The origins of de Lesseps' family are traceable back as far as the end of the 14th century. His ancestors, it is believed, came from Spain, and settled at Bayonne during the region's occupation by the English. One of his great-grandfathers, Pierre de Lesseps (Bayonne, 2 January 1690 – Bayonne, 20 August 1759), son of Bertrand Lesseps (1649–1708) and wife (m. 18 April 1675) Louise Fisson (1654–1690), was town clerk and at the same time secretary to Queen Anne of Neuberg, widow of Charles II of Spain, exiled to Bayonne after the accession of Philip V, and married on 7 January 1715 his great-grandmother Catherine Fourcade (2 June 1690 – 22 August 1760), by whom he had fourteen children, six of whom died in childhood: Dominique de Lesseps (1715–1794), Pierre de Lesseps (1716 – ?), Marie de Lesseps (1717–1722), Arnaud de Lesseps (1719–1726), Jean-Barthélémy de Lesseps (1720–1795), Marcel de Lesseps (1720–1730), Jean-Pierre de Lesseps (1721–1721), Catherine de Lesseps, Gracy de Lesseps (1725–1791), Plaisance de Lesseps (1727–1735), Michel de Lesseps (1729–1801), married in 1769 to Florence Verdier (1739–1822) (parents of Louise Thérèse de Lesseps (1770–1866), married in 1788 to Mathieu Belland (1764–1817)), Martin de Lesseps (1730–1807), married to Anna Caysergues (1730–1823) and had issue, Jeanne de Lesseps (1733 – ?), married in 1759 to Alexandre Dubrocq, and Etiennette de Lesseps (1735 – ?), married in 1761 to Pierre Simonin.
From the middle of the 18th century the ancestors of de Lesseps followed diplomatic careers, and he himself occupied several diplomatic posts from 1825 to 1849. His uncle was ennobled by King Louis XVI, and his father was made a count by Napoleon I. His father, Mathieu de Lesseps (Hamburg, 4 May 1774 – Tunis, 28 December 1832), was in the consular service; his mother, Catherine de Grévigné (Málaga, 11 June 1774 – Paris, 27 January 1853, was Spanish on her mother's side, and aunt of the countess of Montijo, mother of the empress Eugénie.

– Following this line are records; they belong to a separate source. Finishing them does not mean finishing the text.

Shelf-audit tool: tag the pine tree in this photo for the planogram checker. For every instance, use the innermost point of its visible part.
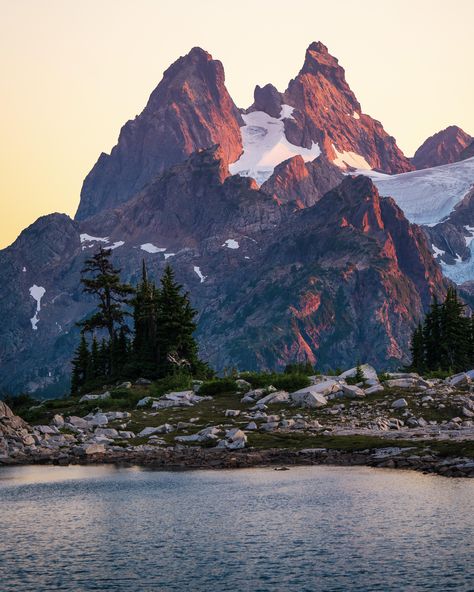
(81, 366)
(177, 348)
(432, 336)
(418, 350)
(145, 347)
(111, 293)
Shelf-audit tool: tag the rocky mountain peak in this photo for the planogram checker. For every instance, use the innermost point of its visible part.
(444, 147)
(190, 109)
(326, 111)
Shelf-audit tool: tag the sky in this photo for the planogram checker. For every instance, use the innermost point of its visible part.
(72, 73)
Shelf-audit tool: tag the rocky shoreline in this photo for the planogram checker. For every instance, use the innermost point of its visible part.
(195, 458)
(399, 421)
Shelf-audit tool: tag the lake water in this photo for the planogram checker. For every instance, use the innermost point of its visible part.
(307, 529)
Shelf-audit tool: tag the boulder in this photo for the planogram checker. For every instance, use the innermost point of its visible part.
(399, 404)
(235, 439)
(93, 448)
(276, 397)
(377, 388)
(107, 433)
(369, 372)
(205, 435)
(78, 422)
(461, 379)
(406, 382)
(313, 396)
(144, 402)
(99, 419)
(58, 421)
(353, 391)
(90, 397)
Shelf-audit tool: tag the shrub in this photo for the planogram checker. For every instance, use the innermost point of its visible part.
(219, 386)
(291, 382)
(174, 382)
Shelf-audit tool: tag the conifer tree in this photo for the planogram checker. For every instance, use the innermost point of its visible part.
(81, 366)
(111, 293)
(177, 348)
(418, 350)
(145, 347)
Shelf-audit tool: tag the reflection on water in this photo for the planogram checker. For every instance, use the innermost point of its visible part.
(308, 529)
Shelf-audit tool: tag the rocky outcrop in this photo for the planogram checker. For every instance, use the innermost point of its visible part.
(327, 112)
(302, 184)
(15, 435)
(444, 147)
(189, 110)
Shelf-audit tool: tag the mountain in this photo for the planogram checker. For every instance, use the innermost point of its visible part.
(286, 255)
(468, 152)
(273, 282)
(190, 109)
(444, 147)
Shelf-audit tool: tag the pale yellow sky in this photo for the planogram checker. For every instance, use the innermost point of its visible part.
(72, 72)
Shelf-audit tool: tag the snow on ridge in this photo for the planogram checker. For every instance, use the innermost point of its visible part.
(37, 293)
(87, 238)
(351, 159)
(437, 252)
(197, 271)
(265, 145)
(151, 248)
(231, 243)
(429, 195)
(117, 244)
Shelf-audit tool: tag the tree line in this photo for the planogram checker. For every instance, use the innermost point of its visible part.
(445, 339)
(145, 331)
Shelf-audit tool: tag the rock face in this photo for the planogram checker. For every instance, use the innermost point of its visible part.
(302, 184)
(15, 433)
(190, 109)
(444, 147)
(273, 283)
(327, 112)
(311, 265)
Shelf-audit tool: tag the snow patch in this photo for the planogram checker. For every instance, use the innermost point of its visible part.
(470, 238)
(429, 195)
(286, 112)
(37, 293)
(265, 145)
(230, 243)
(87, 238)
(117, 244)
(437, 252)
(151, 248)
(197, 271)
(350, 159)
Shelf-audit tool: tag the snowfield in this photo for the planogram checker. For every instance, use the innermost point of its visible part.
(429, 195)
(36, 292)
(265, 145)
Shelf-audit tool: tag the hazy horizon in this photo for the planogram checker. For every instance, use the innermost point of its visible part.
(75, 73)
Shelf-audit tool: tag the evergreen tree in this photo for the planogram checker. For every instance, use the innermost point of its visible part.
(145, 347)
(176, 346)
(81, 366)
(418, 350)
(111, 293)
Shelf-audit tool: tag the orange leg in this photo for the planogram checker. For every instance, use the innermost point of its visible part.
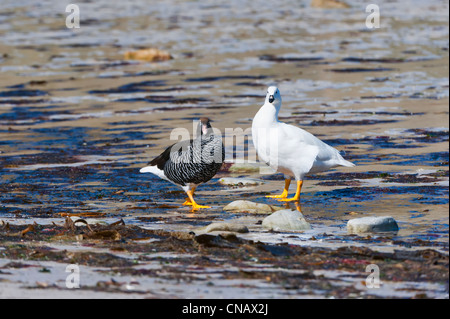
(188, 200)
(195, 206)
(287, 182)
(296, 197)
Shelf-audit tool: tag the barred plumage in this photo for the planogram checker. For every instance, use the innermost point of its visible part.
(190, 163)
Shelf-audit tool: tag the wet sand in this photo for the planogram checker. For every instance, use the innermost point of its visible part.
(77, 121)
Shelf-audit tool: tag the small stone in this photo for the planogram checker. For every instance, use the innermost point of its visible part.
(150, 55)
(235, 181)
(286, 220)
(245, 168)
(226, 227)
(372, 224)
(245, 206)
(329, 4)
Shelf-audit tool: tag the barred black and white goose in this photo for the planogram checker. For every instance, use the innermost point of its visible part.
(190, 163)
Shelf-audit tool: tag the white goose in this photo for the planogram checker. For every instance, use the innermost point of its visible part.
(289, 149)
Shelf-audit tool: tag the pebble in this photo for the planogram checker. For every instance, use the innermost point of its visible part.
(286, 220)
(245, 206)
(236, 181)
(372, 224)
(225, 227)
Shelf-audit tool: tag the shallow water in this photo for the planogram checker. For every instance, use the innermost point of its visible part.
(77, 121)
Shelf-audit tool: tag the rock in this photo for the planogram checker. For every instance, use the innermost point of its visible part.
(235, 181)
(244, 168)
(286, 220)
(225, 227)
(150, 55)
(371, 224)
(245, 206)
(329, 4)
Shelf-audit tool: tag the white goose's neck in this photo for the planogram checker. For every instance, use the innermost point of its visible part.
(267, 115)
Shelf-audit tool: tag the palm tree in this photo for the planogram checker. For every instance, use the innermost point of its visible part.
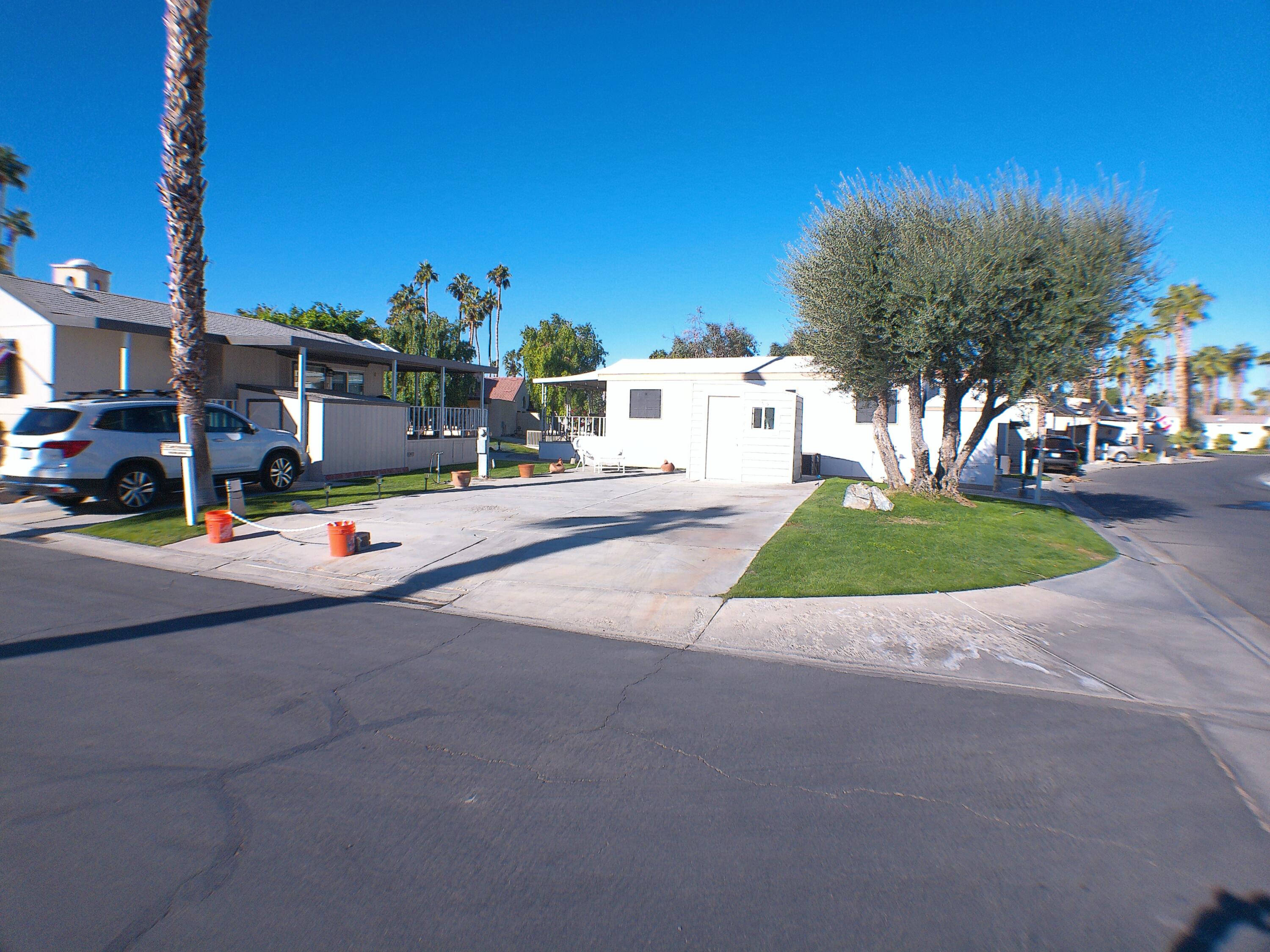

She was a daughter of Henri de Grevigné (baptised Notre-Dame-aux-Fonts, Liège, 2 June 1744) and wife (m. Málaga, 1766) Francisca Antonia Gallegos (1751–1853).
In 1956 Egyptian President Gamal Nasser used his name in a radio speech, as the codeword to his army to raid the Suez Canal Company's offices on 26 July 1956. This was the first step to the Suez Canal's nationalization. In the course of the raid and seizure of the canal by Egypt, the statue of de Lesseps at the entrance of the Suez Canal was removed from its pedestal, to symbolize the end of European ownership of the waterway. The statue now stands in a small garden of the Port Fuad shipyard.
In addition, Manuel Soto played the part in a 1944 Spanish feature film, Eugenia de Montijo. On television, Guy Marchand played de Lesseps in the 1983 French/German mini-series L'homme de Suez, and John Walters portrayed him in "The Panama Canal", an episode of the 2003 BBC docu-drama series Seven Wonders of the Industrial World.